1.2.4. Status handling
[System]
The following APIs are used to manage statuses for multiple operations on one or more GPUs.
Functions
- dcgmReturn_t dcgmStatusClear ( dcgmStatus_t statusHandle )
- dcgmReturn_t dcgmStatusCreate ( dcgmStatus_t* statusHandle )
- dcgmReturn_t dcgmStatusDestroy ( dcgmStatus_t statusHandle )
- dcgmReturn_t dcgmStatusGetCount ( dcgmStatus_t statusHandle, unsigned int* count )
- dcgmReturn_t dcgmStatusPopError ( dcgmStatus_t statusHandle, dcgmErrorInfo_t* pDcgmErrorInfo )
Functions
- dcgmReturn_t dcgmStatusClear ( dcgmStatus_t statusHandle )
-
Parameters
- statusHandle
- IN: Handle to list of statuses
Returns
- DCGM_ST_OK if the errors are successfully cleared
- DCGM_ST_BADPARAM if statusHandle is invalid
Description
Used to clear all the errors in the status handle created by the API dcgmStatusCreate. After one set of operation, the statusHandle can be cleared and reused for the next set of operation.
- dcgmReturn_t dcgmStatusCreate ( dcgmStatus_t* statusHandle )
-
Parameters
- statusHandle
- OUT: Reference to handle for list of statuses
Returns
- DCGM_ST_OK if the status handle is successfully created
- DCGM_ST_BADPARAM if statusHandle is invalid
Description
Creates reference to DCGM status handler which can be used to get the statuses for multiple operations on one or more devices.
The multiple statuses are useful when the operations are performed at group level. The status handle provides a mechanism to access error attributes for the failed operations.
The number of errors stored behind the opaque handle can be accessed using the the API dcgmStatusGetCount. The errors are accessed from the opaque handle statusHandle using the API dcgmStatusPopError. The user can invoke dcgmStatusPopError for the number of errors or until all the errors are fetched.
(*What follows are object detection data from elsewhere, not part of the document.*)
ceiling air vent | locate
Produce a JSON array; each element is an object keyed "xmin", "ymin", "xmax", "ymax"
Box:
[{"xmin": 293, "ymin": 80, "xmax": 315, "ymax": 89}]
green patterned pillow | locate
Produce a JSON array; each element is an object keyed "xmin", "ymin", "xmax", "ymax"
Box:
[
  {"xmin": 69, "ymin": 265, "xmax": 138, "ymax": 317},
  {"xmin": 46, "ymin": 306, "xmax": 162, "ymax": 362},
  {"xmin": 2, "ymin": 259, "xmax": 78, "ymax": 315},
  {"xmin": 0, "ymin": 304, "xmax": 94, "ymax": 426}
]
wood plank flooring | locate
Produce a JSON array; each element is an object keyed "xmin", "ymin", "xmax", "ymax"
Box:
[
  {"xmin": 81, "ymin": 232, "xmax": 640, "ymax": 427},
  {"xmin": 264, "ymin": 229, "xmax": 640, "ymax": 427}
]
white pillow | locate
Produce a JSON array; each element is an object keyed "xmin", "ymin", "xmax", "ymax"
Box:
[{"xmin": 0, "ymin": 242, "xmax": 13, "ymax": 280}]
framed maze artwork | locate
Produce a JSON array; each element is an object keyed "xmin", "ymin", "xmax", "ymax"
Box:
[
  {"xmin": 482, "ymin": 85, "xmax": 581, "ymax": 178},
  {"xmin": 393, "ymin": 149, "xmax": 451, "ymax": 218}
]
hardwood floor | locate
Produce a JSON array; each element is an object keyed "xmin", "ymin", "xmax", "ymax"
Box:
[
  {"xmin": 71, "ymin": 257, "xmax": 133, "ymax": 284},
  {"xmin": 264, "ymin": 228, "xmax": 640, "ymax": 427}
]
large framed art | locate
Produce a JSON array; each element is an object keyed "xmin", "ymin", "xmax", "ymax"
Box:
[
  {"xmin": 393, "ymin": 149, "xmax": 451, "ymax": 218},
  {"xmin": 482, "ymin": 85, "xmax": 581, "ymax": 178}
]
When the status handle is not required any further then it should be deleted using the API dcgmStatusDestroy.
- dcgmReturn_t dcgmStatusDestroy ( dcgmStatus_t statusHandle )
-
Parameters
- statusHandle
- IN: Handle to list of statuses
Returns
- DCGM_ST_OK if the status handle is successfully created
- DCGM_ST_BADPARAM if statusHandle is invalid
Description
Used to destroy status handle created using dcgmStatusCreate.
- dcgmReturn_t dcgmStatusGetCount ( dcgmStatus_t statusHandle, unsigned int* count )
-
Parameters
- statusHandle
- IN: Handle to list of statuses
- count
- OUT: Number of error entries present in the list of statuses
Returns
- DCGM_ST_OK if the error count is successfully received
- DCGM_ST_BADPARAM if any of statusHandle or count is invalid
Description
Used to get count of error entries stored inside the opaque handle statusHandle.
- dcgmReturn_t dcgmStatusPopError ( dcgmStatus_t statusHandle, dcgmErrorInfo_t* pDcgmErrorInfo )
-
Parameters
- statusHandle
- IN: Handle to list of statuses
- pDcgmErrorInfo
- OUT: First error from the list of statuses
Returns
- DCGM_ST_OK if the error entry is successfully fetched
- DCGM_ST_BADPARAM if any of statusHandle or pDcgmErrorInfo is invalid
- DCGM_ST_NO_DATA if the status handle list is empty
Description
Used to iterate through the list of errors maintained behind statusHandle. The method pops the first error from the list of DCGM statuses. In order to iterate through all the errors, the user can invoke this API for the number of errors or until all the errors are fetched.